Semester Long Project Leaves Meaningful Impact on Military Families

If you want to advance within an organization, which skills do you need? And if asked to evaluate your co-workers’ performances to increase your team’s effectiveness, what’s the best way to do it?

Jenkins MBA students addressed those key issues for college interns with the national grant program Project Youth Extension Service (YES). The program is supported by the United States Department of Agriculture’s National Institute of Food and Agriculture and the U.S. Department of Defense Office of Employer Programs and Policy’s Yellow Ribbon Reintegration Program.

Project YES, a professional-development program based at NC State, trains students to work with kids in military families impacted by deployment.

Last semester, 44 students in professor Beth Ritter’s Human Capital Management class talked with Project YES staff interns and team leads to develop competency models and evaluation tools for the program. The Jenkins teams also produced videos to explain how to use their models. 

“We’re really excited about what the MBA students have done,” says Myra Moses, national associate director of Project YES in NC State’s College of Agriculture and Life Sciences.  

Jenkins students developed the competency models for Project YES staff interns and team leads, based on the skills Project YES workers said they need to do well in their role. Carolyn Costache’s team created competencies for three levels: learner, performer and role model. “It shows you how to get from point to point,” the part time, online MBA student says. “It’s a road map for your professional development.” 

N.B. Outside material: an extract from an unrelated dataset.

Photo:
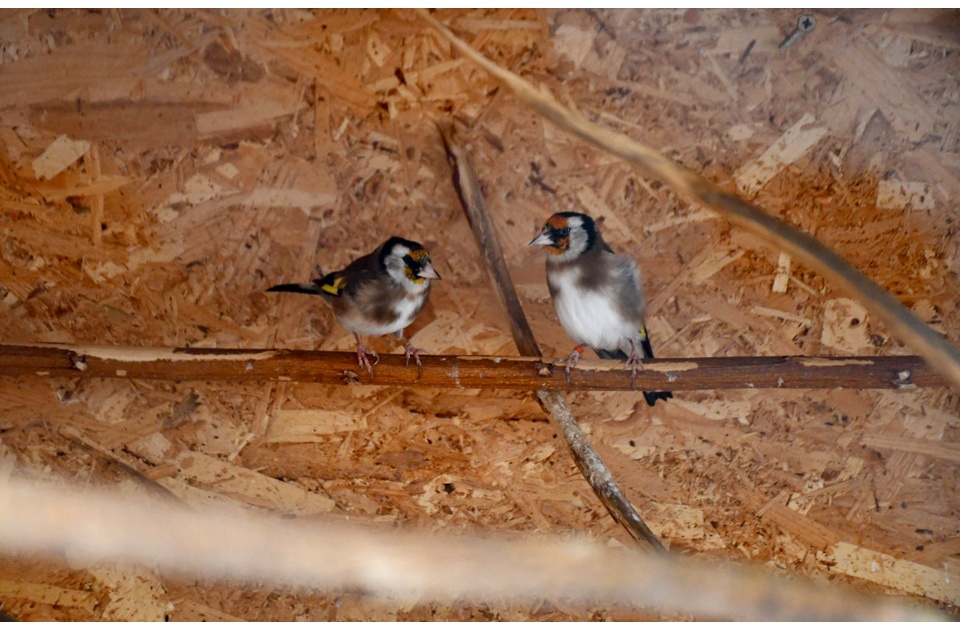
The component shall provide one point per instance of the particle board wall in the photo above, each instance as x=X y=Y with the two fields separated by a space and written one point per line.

Some of the competencies are organization and planning, teamwork and collaboration, communication, conflict management, and professionalism.   

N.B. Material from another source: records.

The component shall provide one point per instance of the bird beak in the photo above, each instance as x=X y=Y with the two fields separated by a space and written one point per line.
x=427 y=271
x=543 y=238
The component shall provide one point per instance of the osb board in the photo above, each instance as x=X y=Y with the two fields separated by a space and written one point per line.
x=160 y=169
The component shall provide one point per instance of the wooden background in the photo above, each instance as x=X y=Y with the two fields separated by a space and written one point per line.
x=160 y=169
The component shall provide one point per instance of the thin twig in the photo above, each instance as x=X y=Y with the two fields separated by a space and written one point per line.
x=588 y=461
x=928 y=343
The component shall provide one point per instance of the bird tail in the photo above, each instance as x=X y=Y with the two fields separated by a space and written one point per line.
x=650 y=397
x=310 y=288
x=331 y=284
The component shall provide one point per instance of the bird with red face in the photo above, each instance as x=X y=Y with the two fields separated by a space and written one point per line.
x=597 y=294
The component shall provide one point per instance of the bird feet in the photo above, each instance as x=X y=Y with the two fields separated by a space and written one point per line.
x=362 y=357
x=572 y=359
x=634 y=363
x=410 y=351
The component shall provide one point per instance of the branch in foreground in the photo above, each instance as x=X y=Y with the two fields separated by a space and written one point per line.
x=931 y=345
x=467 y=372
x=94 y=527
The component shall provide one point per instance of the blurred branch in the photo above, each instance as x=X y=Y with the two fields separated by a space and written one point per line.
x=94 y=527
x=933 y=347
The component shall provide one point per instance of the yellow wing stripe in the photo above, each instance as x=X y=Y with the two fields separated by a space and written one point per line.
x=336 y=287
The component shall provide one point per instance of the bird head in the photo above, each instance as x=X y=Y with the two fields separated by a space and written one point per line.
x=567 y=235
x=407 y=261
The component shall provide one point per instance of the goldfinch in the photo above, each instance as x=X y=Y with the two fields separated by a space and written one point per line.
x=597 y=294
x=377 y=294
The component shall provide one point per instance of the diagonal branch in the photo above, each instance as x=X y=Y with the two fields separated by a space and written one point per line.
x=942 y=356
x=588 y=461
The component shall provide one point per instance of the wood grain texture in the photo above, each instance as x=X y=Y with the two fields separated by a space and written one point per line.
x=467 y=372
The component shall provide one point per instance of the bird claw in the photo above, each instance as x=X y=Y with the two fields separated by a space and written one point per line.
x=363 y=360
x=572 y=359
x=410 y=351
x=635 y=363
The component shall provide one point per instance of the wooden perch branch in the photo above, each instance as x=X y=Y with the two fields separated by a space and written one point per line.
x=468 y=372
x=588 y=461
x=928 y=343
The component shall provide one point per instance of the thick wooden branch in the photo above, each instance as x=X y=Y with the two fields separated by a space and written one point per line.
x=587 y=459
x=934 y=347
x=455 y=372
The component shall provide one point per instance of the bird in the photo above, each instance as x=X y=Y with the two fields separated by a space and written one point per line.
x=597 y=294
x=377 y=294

The feedback forms Costache’s team created will allow a peer evaluator to plot where someone is on the continuum of learner, performer and role model to assess effectiveness. 

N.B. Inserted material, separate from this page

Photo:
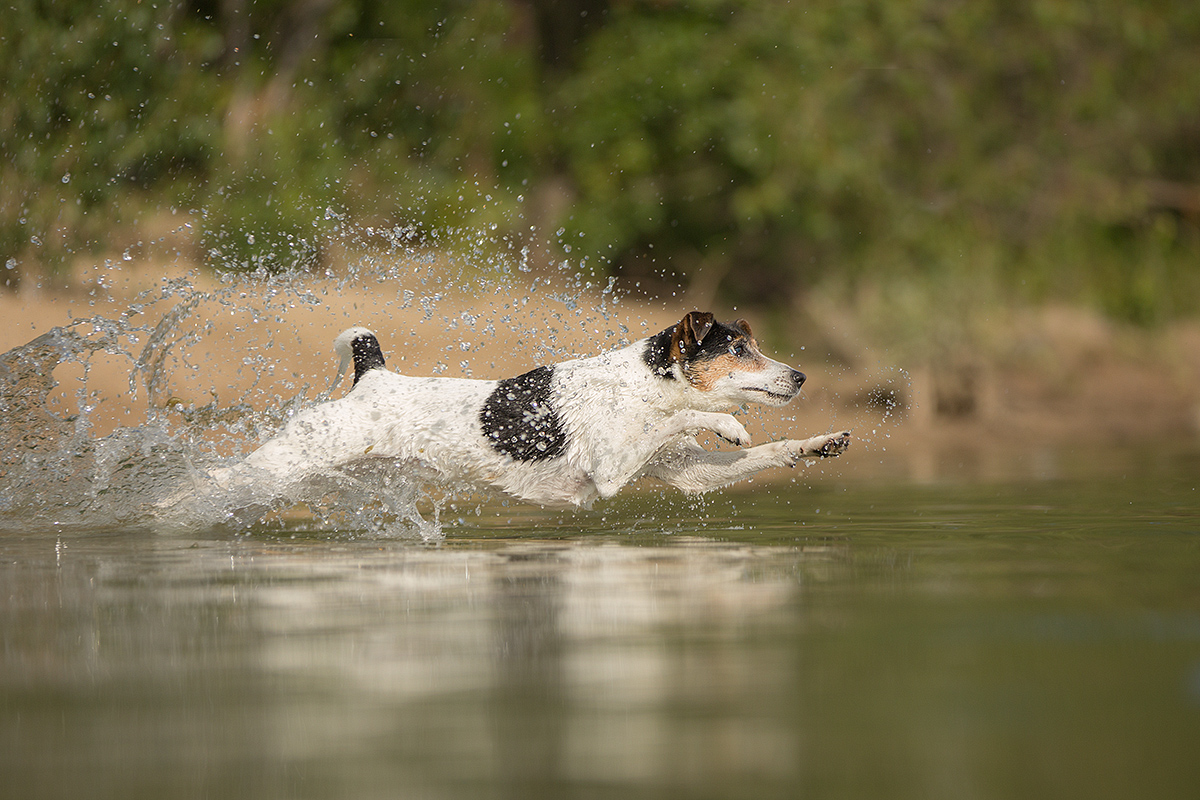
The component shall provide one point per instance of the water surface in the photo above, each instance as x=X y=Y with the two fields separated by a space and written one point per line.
x=1030 y=638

Project YES will choose from among the different versions of evaluation formats and competency models the MBA teams developed. The tools will increase her interns’ ability “to work as a cohesive unit to coordinate events” around the U.S., Moses says. The events build participants’ life skills and resilience through activities that focus on communication, conflict management, stress management and other areas.  

The MBA evaluation forms are “rooted in the competencies, not just individuals’ opinions,” Moses says. “They provide a common language they can all use about the competencies they’re evaluating.”

Some of the forms can be completed with a cell phone. “The interns have done a great job of giving each other verbal feedback, but having a form they can quickly access at or right after an event has been a real challenge,” Moses says.  

The Project YES service-learning work provided an opportunity for MBA students to apply the skills they’ve learned in Jenkins’ program.

“As managers, they will coach, develop and train employees. The models and evaluation formats they created are tools that managers can use in coaching others,” Ritter says.

Tiff Sorber used her knowledge of incentivizing employees, performance indicators and learning-competency tools to help Project YES interns. “The practical application of what I have learned and am learning in the MBA program helps me in my current role and in any future business role, especially in management,” she says. She’s a senior business strategy analyst with IBM/Red Hat.  

Most valuable for her from the project was gaining “real-world experience in using competency tools and setting key performance indicators,” says Sorber, a part time, online student who expects to finish the MBA program in 2023.

That critical work will help Costache in her own career advancement as a senior specialty representative with biopharmaceutical company Amgen. She expects to finish the MBA program in 2022.

Her company has competency models for every position. “I live by the competency model…to build my career development plan,” she says. “I look at the skill gaps I have and plan out experiences and projects that will get me to that next level.”

After the Project YES work was over, Costache says, “I revamped my career development plan and resubmitted it to the company. It inspired me to make mine even better.”